中国が反日マスゴミとともに日本を貶める行為をしているのだ、と。だから『敵』なんです。

 そして、ネトウヨにとっては、とにかく敵だと言われたら敵なんですよ。それ以上、詳しく考えたら負けなんです。だって、ただピュアに信じてるだけであって、理屈は何もないんですもん。

 突き詰めて詳しく考えていくと、いろいろ矛盾点が見えて、やっぱり自分が信じているものに疑問が出てきてしまうんです」

 信じるに足るものではなく、自分が信じたいものをひたすら信じている状態。なんだか変だなと感じるけれど、是が非でも信じなければ、
まともに考えるなんてことをしてしまったら、自己否定をしなければならなくなってしまう。それはイヤ。

 “目覚めた自分”から、少しずつ目を醒ますにつれて、森本さんの心のなかには疑問が溜まっていった。そして、ある日、一気に欺瞞を崩壊させられる一言が……。

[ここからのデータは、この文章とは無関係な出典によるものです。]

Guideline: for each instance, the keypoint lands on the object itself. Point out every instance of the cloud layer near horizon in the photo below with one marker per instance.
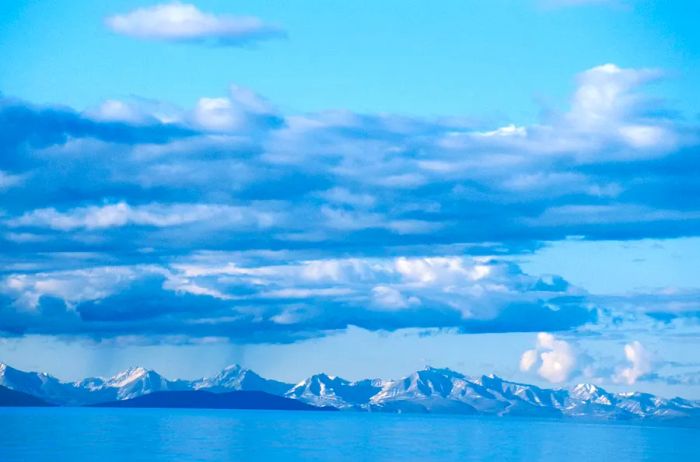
(107, 212)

 「僕の書いていたネトウヨブログを、身近な女性が読んでいて、『森本さんがいつも書いてるブログって、全部マスコミが悪いんですね』って、ボソッと言われたんですよ。
これが、ボソッとだけど、かなりグサッときてしまって。

 そこから急に熱が冷めるといいますか、たしかにマスゴミ陰謀論にはちょっと無理があるよな、うわあ、俺、なにやってたんだろう!  って(苦笑)。

 やっぱり身近な人からの図星というか、本質を突いた一言って、相当響くんですよね」

 身近な女性にイタいところを突かれて冷静さを取り戻した森本さん。しかし今度はネトウヨの「家族感染」に見舞われて――。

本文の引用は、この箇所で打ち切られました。